Astronomers already are seeing the planet appear duller. As Pluto recedes from us, it grows colder and much of its thin atmosphere of nitrogen, carbon monoxide, and methane flutters to the surface as frost and snowflakes.

Locked in a Deep Freeze. As snow covers up important aspects of Pluto's surface, opportunity for planetary scientists to study the atmosphere is reduced. They calculate the freezing process could take from a few years to a few decades. Afterward, the planet will stay locked in a deep freeze until the 23rd century, when its orbit will bring it back toward the Sun.

The scientists also are running out of daylight. Pluto is at its equinox now and the Sun hits almost all parts of the planet as it rotates during a 153-hour-long Plutonian day. But Pluto is moving toward solstice where one hemisphere will be in shadow for decades. Every year, some 200,000 square kilometers are lost to view. For instance, if the exploration project had been delayed to arrive in 2030, it would have been able to see only half as much of Pluto.

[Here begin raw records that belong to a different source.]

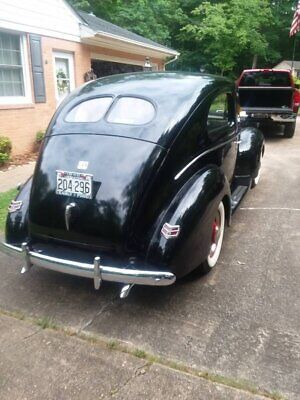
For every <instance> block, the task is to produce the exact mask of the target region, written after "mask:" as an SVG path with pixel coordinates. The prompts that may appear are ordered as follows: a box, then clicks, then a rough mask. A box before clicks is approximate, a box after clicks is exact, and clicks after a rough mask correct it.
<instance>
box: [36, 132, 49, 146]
mask: <svg viewBox="0 0 300 400" xmlns="http://www.w3.org/2000/svg"><path fill="white" fill-rule="evenodd" d="M45 133H46V132H45V131H43V130H40V131H38V132H37V133H36V136H35V143H37V144H40V143H41V142H42V141H43V139H44V137H45Z"/></svg>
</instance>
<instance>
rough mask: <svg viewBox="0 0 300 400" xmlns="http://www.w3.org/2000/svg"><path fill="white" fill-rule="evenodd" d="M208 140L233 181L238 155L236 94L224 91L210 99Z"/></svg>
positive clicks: (230, 178)
mask: <svg viewBox="0 0 300 400" xmlns="http://www.w3.org/2000/svg"><path fill="white" fill-rule="evenodd" d="M207 140H208V142H209V146H210V147H211V148H212V149H213V154H214V157H213V158H214V162H216V163H217V164H218V165H219V166H220V167H221V168H222V170H223V171H224V174H225V176H226V177H227V179H228V181H229V183H231V181H232V178H233V174H234V169H235V164H236V157H237V144H238V141H237V121H236V111H235V97H234V94H233V93H231V92H228V91H225V90H224V91H222V92H221V93H220V92H219V93H218V94H216V95H214V96H213V97H212V98H211V99H210V103H209V108H208V114H207Z"/></svg>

Robot Explorer, phone home! As the New Horizons spacecraft flies away from Earth, NASA's Deep Space Network and other ground operations have to operate over many years monitoring the spacecraft. Once the robot probe is out there at Pluto and beyond — more than three billion miles away from Earth — a radio signal will take more than four hours to reach back to Earth.

The probe will report back on atmospheres, temperatures and surface features of Pluto and its moons, then travel on out of the Solar System for a close look at primordial comets in the distant Kuiper Belt, which probably holds clues about how the Solar System formed.

Exploring the Kuiper Belt would be like a deep space archeological dig into the early history of our Solar System, according to NASA.